The dish that I'm referring to are the absolutely delicious crab cakes which have been Luma's staple since they first opened. You can get one in an appetizer or 2 in an entree. I just had one again on a recent dinner and it was just as good as I remembered. Big fat pieces of crab, lightly baked with a red onion caper sauce. Seems simple but they're just magical.
I still think it's somewhat of an aberrancy of nature that Luma serves the best crab cakes that I've ever had: better than anything that I've had in Baltimore or Boston. How is this possible in Pittsburgh you may ask? Don't know, but I am hardly alone in my assessment. Every person I know who's tried Luma's crab cakes has told me that they're the best they've ever had.
Unfortunately, pretty much everything else on the menu falls short in comparison. It's all OK, but everything fails to reach the heights of the crab cake. On a recent dinner, after devouring my crab cake app, my entree was duck with butterscotch gnocci. The duck was delicious, but the butterscotch was a fail. Duck naturally pairs with sweeter flavors, but this was entirely too sweet. I should have seen it coming, but I thought it sounded cool. The gnocci was so sweet it was inedible for an entree (but might have been an OK dessert).
Luma still has a "twenty wines for twenty bucks" list.
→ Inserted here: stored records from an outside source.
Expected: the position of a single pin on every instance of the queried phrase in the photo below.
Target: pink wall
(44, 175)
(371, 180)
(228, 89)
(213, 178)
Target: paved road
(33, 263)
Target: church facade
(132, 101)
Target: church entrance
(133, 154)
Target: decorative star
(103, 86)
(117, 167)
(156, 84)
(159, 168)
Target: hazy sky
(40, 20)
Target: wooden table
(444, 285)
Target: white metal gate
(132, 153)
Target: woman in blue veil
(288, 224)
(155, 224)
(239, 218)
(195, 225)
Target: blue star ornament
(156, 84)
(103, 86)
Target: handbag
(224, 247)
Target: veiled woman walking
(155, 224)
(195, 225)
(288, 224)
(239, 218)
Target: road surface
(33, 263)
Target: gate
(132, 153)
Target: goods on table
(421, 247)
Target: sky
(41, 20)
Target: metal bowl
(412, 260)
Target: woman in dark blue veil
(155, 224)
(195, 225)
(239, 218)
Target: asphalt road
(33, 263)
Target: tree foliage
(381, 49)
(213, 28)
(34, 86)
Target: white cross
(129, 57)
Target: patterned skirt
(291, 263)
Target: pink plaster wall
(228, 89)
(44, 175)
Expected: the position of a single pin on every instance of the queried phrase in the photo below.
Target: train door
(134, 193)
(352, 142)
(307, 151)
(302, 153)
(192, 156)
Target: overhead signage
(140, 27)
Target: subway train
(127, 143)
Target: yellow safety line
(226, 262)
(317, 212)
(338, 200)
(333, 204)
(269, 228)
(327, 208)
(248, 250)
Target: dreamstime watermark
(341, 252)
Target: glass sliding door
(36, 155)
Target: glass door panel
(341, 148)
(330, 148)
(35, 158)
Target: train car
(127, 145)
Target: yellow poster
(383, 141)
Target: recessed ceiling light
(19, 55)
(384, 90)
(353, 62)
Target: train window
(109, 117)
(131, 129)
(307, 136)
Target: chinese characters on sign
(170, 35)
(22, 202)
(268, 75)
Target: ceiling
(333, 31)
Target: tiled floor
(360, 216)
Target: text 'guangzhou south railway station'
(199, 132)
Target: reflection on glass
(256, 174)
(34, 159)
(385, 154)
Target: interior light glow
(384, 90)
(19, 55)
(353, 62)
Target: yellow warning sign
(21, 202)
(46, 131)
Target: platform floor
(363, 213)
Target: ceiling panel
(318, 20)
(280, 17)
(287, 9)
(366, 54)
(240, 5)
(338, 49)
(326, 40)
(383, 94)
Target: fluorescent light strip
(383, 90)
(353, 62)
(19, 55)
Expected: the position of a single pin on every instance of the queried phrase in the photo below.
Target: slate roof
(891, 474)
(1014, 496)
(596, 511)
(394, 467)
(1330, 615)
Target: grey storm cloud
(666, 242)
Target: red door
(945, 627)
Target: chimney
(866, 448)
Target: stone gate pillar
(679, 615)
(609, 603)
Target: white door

Actually, I think it's now 22 wines for 22 bucks. Sounds like a deal, but each wine tastes like a 6 or 7 dollar bottle of wine so it's really not worth it. They do have nicer wines which are marked up 3-4 times.
If you've been around as long as Luma has, clearly you're doing something right. The place was packed when we dined recently on a Saturday night. As long as they keep serving those amazing crab cakes, Luma will easily be around another 10 years.